# cevelo s3



## psowing200 (Apr 21, 2010)

i have got a cevelo s2(51CM) and tarmac sl2 (52CM top tube 537MM) but sold both in 2011 due to no free time for ride. 

and now i am thinking of getting a new bike, but don't want to spend much $$on it, i think the burget is around 2600$usd, i know it is very few even i love cevelo bike, but.. so i only look at the brand new cannondale super six/ caad10 / felt etc..

but i have found a used frame set --cevelo s3 ltd (yellow)2010, which is used for around 2year, and i have already checked the frame, it is in prefect condition..and the price only$1400.. and i think i could find some used parts such as sram force, which can finish the bike under my burget...

so i am really confused, should i get the used s3? i love the color and s seris! but it is used for2years! 

if you were me, what will you choose? a new bike? or a used s3?

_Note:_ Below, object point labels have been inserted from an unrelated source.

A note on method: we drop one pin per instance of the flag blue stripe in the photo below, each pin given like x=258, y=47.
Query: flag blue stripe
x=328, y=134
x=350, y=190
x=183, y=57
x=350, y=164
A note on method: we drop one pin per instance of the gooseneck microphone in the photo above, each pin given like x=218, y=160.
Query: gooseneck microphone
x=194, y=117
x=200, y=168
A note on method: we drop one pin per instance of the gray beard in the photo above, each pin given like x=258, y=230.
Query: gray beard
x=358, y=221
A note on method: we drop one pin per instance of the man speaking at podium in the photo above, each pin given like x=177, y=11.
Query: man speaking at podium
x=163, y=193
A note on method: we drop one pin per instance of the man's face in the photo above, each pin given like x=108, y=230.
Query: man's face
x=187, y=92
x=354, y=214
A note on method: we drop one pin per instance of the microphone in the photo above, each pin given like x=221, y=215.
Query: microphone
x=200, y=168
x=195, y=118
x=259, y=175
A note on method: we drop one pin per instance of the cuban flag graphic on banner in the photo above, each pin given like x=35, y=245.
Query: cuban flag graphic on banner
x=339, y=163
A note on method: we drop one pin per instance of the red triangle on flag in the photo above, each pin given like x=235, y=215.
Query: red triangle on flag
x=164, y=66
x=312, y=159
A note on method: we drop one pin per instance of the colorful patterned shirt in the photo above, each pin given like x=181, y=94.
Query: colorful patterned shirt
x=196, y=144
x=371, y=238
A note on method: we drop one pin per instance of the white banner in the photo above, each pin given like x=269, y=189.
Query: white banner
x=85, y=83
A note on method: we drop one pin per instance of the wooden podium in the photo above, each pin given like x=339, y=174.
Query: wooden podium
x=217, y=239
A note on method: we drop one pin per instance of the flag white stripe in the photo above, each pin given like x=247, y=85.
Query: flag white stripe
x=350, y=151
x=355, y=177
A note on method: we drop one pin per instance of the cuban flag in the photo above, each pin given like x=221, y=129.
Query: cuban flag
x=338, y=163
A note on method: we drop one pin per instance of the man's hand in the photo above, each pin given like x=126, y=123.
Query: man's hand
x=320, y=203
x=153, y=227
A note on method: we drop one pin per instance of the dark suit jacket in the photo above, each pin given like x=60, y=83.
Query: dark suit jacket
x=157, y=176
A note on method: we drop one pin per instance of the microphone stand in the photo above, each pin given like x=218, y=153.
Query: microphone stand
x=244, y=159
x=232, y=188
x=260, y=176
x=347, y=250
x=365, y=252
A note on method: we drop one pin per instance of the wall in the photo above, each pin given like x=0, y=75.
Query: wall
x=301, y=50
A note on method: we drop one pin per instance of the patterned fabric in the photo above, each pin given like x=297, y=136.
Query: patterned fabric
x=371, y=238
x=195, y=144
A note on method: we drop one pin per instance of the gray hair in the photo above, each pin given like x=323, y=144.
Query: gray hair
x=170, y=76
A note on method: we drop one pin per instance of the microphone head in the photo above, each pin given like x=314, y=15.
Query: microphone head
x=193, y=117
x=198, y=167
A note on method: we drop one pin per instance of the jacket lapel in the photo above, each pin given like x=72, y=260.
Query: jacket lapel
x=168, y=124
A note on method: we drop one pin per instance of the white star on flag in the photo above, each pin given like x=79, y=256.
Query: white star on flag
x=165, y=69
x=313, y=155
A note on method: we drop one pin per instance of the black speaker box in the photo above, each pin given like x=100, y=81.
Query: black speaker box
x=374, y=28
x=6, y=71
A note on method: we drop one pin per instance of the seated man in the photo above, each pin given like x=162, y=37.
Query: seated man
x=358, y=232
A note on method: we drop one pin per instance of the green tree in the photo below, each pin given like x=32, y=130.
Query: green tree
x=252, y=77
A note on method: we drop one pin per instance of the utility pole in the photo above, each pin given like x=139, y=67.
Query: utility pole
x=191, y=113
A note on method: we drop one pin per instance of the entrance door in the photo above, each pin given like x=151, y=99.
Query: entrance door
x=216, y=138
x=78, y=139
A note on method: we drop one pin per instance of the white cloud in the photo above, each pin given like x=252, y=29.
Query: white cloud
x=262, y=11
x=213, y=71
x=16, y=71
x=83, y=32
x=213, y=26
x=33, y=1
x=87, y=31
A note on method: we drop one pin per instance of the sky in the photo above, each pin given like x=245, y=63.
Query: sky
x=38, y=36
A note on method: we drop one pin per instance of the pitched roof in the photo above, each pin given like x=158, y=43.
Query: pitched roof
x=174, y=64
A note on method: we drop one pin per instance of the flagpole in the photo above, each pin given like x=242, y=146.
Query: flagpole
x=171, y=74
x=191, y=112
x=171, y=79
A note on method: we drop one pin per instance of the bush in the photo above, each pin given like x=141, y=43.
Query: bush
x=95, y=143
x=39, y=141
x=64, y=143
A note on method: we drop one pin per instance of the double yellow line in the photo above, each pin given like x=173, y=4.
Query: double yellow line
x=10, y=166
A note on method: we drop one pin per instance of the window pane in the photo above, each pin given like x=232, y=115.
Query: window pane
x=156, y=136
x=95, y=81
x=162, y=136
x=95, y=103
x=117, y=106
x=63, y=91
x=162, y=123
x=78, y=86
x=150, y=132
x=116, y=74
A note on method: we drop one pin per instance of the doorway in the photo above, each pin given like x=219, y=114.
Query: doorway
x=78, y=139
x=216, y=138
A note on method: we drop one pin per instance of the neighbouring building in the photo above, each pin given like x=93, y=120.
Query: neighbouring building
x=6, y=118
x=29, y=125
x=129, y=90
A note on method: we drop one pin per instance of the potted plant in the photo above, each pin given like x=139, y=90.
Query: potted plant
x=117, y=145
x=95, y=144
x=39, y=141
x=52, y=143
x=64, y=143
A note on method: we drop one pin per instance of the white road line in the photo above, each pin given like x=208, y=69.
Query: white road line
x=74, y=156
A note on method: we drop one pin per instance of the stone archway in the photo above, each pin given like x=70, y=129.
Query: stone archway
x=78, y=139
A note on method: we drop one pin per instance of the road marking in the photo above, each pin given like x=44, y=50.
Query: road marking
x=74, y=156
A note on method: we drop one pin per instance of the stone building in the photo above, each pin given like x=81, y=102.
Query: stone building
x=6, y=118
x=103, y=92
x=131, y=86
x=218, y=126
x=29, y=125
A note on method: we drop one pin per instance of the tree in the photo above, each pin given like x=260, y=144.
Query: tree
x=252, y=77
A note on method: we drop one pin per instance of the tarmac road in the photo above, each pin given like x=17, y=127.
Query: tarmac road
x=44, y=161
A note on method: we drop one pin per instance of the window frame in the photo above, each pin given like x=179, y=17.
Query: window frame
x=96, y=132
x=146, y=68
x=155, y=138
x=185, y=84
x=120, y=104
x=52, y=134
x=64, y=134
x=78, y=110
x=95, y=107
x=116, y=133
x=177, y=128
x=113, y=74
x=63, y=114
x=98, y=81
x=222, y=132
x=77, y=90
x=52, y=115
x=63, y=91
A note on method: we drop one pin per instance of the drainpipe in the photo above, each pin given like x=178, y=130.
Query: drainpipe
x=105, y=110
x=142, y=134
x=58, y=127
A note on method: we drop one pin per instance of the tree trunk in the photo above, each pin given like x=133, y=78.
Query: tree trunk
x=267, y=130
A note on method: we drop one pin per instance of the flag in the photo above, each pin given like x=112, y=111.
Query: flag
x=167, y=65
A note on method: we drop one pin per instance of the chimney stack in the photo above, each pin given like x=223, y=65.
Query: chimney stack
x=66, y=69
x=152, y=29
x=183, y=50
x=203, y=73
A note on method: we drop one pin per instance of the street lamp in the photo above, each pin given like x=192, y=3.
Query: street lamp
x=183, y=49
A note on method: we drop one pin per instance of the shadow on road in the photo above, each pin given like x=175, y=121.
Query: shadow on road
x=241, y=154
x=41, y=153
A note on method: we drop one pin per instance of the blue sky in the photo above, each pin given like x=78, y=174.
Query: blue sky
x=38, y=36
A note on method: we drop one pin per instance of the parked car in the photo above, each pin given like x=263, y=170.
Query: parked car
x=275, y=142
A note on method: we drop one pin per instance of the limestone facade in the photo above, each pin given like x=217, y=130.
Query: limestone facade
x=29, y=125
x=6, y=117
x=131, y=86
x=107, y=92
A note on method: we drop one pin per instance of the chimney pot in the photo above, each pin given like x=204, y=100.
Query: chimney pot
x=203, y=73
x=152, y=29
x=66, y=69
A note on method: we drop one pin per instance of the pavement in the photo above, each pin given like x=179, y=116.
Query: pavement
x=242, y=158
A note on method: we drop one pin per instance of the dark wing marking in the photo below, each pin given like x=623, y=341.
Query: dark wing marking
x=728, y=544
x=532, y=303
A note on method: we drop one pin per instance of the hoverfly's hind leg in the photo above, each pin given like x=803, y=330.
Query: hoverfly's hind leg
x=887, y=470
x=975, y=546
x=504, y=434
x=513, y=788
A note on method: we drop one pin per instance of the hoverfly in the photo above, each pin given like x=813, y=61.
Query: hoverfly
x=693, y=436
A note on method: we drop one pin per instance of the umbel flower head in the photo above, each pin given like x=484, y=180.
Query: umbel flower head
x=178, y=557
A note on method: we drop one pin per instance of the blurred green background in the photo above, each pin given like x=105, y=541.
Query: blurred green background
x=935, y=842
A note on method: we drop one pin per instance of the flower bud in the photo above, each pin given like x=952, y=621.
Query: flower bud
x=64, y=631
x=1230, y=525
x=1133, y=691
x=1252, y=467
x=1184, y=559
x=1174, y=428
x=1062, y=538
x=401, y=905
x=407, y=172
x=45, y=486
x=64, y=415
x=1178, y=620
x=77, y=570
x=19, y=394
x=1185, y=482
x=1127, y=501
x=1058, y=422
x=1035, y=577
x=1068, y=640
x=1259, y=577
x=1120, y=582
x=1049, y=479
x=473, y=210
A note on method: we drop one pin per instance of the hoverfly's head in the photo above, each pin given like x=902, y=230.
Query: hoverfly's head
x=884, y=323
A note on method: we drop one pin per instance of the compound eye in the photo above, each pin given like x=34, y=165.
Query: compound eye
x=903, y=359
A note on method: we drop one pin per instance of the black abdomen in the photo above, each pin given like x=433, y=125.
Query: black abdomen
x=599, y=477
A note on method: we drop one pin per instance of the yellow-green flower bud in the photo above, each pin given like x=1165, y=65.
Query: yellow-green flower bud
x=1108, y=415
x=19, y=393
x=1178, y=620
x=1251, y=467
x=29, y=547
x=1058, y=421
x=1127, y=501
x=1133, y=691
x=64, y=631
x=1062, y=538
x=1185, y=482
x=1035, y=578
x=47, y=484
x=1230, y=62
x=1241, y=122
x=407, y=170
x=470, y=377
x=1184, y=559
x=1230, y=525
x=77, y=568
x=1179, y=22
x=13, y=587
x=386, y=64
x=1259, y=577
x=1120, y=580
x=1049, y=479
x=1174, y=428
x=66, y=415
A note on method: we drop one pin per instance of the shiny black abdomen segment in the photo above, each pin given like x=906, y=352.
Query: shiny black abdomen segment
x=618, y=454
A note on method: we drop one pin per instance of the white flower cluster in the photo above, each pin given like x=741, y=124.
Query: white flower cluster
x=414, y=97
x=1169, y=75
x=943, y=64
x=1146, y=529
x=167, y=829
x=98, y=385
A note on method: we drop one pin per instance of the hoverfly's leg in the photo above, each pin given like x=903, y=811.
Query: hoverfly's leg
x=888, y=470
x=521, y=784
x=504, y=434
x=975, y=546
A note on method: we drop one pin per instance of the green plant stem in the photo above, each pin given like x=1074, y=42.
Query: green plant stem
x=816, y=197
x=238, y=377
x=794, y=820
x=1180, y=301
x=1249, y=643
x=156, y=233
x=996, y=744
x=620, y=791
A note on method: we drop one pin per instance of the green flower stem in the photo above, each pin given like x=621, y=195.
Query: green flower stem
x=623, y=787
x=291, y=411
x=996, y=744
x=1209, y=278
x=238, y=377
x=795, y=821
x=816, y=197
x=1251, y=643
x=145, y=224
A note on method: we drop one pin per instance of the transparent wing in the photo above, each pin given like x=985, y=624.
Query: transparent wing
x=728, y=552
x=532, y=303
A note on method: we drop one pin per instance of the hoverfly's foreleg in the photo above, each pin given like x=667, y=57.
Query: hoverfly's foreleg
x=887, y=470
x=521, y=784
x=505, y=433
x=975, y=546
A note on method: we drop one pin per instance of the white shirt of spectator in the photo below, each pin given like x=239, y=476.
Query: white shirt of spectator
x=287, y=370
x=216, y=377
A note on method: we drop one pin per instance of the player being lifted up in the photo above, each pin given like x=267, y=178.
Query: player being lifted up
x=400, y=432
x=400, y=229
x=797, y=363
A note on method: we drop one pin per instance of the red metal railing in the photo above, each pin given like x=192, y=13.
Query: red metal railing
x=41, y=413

and one more question, i have been riden a 51cm s2, it is a little bit small for me, but now the used s3 frame is 54cm, and i am only 172cm tall, i just wondering if it is too big for me?


----------



## TTigg (Sep 9, 2011)

psowing200 said:


> i have got a cevelo s2(51CM) and tarmac sl2 (52CM top tube 537MM) but sold both in 2011 due to no free time for ride.
> 
> and now i am thinking of getting a new bike, but don't want to spend much $$on it, i think the burget is around 2600$usd, i know it is very few even i love cevelo bike, but.. so i only look at the brand new cannondale super six/ caad10 / felt etc..
> 
> ...


If you don't get it pass on the details for the frame


----------